Le ministre répondait au porte-parole péquiste en matière d'Énergie, Bernard Drainville, qui, à la période de questions, accusait Hydro-Québec d'agir en «Shylock» en imposant des taux d'intérêt de 14,4 pour cent pour des comptes payés en retard.

M. Arcand a saisi la balle au bond en demandant combien Vidéotron et Québecor Média facturaient en taux d'intérêt à leurs clients mauvais payeurs, visant ainsi le conglomérat du nouveau chef péquiste. «Je serais curieux de savoir ce que Vidéotron, Québecor Média, l'ensemble de ces entreprises-là, chargent (sic) lorsque les clients sont en retard», a-t-il dit.
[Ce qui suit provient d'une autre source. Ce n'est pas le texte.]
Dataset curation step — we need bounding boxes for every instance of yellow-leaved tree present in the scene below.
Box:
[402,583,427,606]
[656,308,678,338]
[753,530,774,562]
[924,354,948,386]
Du temps où il était président du conseil d'administration d'Hydro, M. Péladeau ne semblait pourtant pas se formaliser des taux d'intérêt de la société d'État, a ajouté le ministre.
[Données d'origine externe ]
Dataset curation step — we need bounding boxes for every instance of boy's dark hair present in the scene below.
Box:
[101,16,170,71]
M. Drainville est revenu à la charge en dénonçant les pratiques d'Hydro envers sa clientèle, au même moment où la société d'État a liquidé des équipements de 79 millions $ pour moins de 75 000 $, selon le dernier rapport de la vérificatrice générale.

«Ils (les libéraux) égorgent du monde et ils sont heureux de ça, vous chargez (sic) des taux usuraires de shylock», a lancé le député de Marie-Victorin.
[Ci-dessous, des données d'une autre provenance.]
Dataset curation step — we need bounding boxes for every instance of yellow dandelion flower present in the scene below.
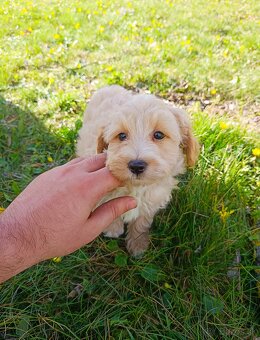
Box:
[219,204,235,223]
[223,51,228,58]
[219,122,228,130]
[252,148,260,157]
[164,282,172,289]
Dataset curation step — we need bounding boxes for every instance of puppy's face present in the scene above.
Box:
[98,95,198,185]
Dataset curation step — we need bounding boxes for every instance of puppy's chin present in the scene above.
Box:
[108,165,168,186]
Non démonté, le ministre en a même rajouté en affirmant que le géant des télécommunications faisait bien pire. «Dans le cas de Vidéotron, quand les clients sont en retard, c'est 19,56 pour cent», a-t-il lancé.

En point de presse peu après, avant de se rendre à la séance du conseil des ministres, M. Arcand s'est défendu de vouloir discréditer une grande entreprise québécoise. Il a assuré que son attaque visait l'opposition péquiste.

Vidéotron est devenu au fil des années l'entreprise la plus florissante du groupe Québecor. Au premier trimestre, les revenus de télécommunications de Québecor, en grande majorité générés par Vidéotron, ont été de 762,5 millions $, sur des revenus totaux de 948,6 millions $ pour l'ensemble de Québecor.

Vidéotron se targue d'avoir près de 1,8 million d'abonnés à son service de télédistribution, soit un taux de pénétration de plus 63 pour cent dans les résidences et les entreprises québécoises. L'entreprise a 1,5 million d'abonnés à son service de téléphonie mobile.